The second factor is a thicker regolith layer (loose soil) on the surface of Mercury, which is the “product” of the same intense micrometeorite bombardment. Due to the thicker regolith, space objects tens of meters in size, hitting Mercury, “traumatize” the planet much less and knock out much fewer boulders from its surface. The erasure of boulders by microparticles in combination with the effect of thicker regolith is perhaps the main condition explaining the insignificant number of boulders on Mercury, planetary scientists suggest.
The third factor is the cyclical temperature changes that occur on Mercury during a sunny day (it equals 176 Earth’s days). As the closest to the Sun, Mercury has the largest temperature fluctuations of all the planets in the solar system: from 80 to 700 K.
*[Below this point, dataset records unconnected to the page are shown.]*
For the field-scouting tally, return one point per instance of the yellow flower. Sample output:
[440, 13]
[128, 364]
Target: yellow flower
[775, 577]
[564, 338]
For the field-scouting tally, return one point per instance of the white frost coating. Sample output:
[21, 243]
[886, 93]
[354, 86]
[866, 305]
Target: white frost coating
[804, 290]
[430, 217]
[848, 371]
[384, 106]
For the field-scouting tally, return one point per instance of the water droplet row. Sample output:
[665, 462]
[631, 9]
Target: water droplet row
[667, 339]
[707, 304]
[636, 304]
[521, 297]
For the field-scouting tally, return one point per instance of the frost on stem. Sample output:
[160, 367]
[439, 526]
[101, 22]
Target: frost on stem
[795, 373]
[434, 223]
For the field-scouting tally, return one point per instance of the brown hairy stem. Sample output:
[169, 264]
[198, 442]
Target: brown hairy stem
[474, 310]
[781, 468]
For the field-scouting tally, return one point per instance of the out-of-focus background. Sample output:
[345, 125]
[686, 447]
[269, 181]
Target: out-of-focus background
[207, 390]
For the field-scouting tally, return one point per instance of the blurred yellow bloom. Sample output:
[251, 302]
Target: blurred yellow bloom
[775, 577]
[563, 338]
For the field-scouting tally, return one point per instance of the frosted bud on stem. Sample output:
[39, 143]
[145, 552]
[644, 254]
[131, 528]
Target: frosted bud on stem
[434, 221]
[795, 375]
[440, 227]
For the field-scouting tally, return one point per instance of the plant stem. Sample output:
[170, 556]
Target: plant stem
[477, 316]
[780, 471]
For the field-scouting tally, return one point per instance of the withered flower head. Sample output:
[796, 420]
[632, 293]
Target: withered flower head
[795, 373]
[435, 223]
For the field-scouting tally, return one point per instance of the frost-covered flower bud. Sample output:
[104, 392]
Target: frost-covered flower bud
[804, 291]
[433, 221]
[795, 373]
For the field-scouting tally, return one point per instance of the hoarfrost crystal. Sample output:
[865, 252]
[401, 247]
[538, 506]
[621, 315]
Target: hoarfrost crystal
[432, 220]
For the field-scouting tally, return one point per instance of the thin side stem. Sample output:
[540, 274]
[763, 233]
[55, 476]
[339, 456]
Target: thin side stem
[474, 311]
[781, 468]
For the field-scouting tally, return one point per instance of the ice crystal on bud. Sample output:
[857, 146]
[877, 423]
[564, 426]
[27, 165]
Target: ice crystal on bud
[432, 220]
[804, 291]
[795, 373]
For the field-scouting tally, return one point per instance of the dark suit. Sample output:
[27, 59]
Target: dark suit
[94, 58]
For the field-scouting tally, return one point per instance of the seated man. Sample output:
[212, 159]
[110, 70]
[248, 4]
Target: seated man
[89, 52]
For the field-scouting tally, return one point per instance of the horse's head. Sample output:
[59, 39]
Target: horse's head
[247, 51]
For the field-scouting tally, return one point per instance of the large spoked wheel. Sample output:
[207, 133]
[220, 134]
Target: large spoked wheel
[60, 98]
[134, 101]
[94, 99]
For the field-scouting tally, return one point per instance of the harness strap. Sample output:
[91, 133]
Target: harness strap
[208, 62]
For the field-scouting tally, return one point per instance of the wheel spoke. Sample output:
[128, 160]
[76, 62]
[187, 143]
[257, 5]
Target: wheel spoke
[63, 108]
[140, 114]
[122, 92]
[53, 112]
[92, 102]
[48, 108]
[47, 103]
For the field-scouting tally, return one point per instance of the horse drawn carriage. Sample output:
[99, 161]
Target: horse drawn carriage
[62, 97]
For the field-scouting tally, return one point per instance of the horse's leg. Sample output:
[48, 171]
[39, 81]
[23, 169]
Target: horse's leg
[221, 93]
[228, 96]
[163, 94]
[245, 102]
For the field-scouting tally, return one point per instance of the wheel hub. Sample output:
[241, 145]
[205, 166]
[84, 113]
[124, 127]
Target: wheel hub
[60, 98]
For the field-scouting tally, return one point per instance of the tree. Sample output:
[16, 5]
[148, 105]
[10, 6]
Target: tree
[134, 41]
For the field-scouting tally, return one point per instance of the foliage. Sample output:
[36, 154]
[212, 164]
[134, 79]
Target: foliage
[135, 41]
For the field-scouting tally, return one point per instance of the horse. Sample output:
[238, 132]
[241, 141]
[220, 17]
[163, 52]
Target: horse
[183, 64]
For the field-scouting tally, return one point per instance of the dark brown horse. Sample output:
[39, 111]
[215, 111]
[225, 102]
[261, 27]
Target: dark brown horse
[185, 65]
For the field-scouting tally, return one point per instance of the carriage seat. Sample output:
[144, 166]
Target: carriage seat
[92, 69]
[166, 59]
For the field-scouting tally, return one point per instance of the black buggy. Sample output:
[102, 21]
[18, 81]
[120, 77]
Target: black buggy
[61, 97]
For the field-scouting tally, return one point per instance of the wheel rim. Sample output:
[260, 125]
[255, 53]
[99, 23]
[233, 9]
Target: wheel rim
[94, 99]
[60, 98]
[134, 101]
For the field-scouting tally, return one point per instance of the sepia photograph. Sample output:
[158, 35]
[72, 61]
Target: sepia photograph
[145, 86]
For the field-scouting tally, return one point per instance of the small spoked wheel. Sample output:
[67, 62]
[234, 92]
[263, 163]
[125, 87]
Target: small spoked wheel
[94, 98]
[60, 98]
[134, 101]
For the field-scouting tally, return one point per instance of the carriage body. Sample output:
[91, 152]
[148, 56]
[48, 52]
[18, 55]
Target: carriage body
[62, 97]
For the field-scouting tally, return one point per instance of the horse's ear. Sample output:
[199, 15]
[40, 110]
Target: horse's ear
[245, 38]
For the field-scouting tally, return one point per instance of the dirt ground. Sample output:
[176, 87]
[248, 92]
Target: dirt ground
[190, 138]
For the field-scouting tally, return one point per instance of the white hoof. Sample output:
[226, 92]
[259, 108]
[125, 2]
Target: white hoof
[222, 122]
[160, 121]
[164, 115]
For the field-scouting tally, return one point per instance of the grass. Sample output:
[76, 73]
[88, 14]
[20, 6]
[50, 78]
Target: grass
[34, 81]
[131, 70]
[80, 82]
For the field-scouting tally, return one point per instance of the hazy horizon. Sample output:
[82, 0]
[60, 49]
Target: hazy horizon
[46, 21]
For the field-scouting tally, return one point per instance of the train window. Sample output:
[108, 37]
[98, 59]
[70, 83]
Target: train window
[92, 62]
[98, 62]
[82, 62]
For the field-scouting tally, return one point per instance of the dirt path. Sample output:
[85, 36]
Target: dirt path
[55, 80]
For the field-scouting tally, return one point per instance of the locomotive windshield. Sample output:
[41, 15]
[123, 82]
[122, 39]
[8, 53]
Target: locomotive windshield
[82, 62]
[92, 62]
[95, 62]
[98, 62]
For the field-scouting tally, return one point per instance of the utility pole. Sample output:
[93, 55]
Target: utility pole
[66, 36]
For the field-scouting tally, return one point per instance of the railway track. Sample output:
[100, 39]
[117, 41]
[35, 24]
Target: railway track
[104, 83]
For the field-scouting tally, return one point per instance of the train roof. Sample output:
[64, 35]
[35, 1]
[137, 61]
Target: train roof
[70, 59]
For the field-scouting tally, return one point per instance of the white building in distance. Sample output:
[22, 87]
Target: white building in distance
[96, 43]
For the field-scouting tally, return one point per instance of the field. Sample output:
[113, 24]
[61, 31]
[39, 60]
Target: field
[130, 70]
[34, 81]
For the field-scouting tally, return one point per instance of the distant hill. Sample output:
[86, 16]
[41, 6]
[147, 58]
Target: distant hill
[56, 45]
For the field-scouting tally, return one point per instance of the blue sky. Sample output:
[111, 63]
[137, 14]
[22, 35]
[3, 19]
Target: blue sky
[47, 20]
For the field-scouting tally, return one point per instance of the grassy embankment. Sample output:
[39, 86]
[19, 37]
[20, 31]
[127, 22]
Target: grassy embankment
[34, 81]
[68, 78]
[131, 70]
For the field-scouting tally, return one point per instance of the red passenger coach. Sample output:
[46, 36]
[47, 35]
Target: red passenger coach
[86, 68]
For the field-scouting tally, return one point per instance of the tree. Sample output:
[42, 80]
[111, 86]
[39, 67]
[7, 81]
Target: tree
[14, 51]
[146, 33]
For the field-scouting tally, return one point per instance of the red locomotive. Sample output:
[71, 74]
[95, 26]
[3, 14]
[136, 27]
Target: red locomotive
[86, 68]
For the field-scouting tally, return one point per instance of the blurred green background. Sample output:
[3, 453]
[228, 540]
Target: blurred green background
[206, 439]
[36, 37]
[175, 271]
“A large thermal stress, which is 2.5 times that on the Moon, causes rapid wear of the material, numerous large and micro-cracks, and, ultimately, the destruction of boulders on the Mercury. On the Moon, however, boulders’ “lifetime” reaches 100 million years,” said Maria Gritsevich, senior researcher at the Ural Federal University and at the Finnish Geospatial Research Institute, docent of planetary sciences at the University of Helsinki.
Thus, with a comparatively small number of boulders on Mercury, scientists determine both, the rarer cases of their formation and the faster process of destruction.
“Our analysis is limited by the quality of most available images of the surface of Mercury and the limited number of high-resolution images,” said Maria Gritsevich.
“Research can be continued based on the next mission to Mercury. The joint mission between European Space Agency (ESA) and the Japan Aerospace Exploration Agency (JAXA), BepiColombo, launched in October 2018 is scheduled to reach Mercury in December 2025. The results of the BepiColombo mission will be very beneficial for further boulder studies. In particular, if thermal stresses contribute significantly to boulder obliteration, an anticorrelation of boulder abundance with the “hot poles” of Mercury would be expected, and this could be tested with HRIC images.”
Boulders are fragments of rock that are formed as a result of meteorite impacts on the surface of the planet and are located in areas of fresh impact craters hundreds of meters in diameter and wider. Their exact age is difficult to estimate, but the fact that they are deeper than heavily degraded craters of similar size indicates their relative youth.
Reference: “Boulders on Mercury” by Mikhail A. Kreslavsky, Anastasia Yu. Zharkova, James W. Head and Maria I. Gritseviche, 20 July 2021, Icarus.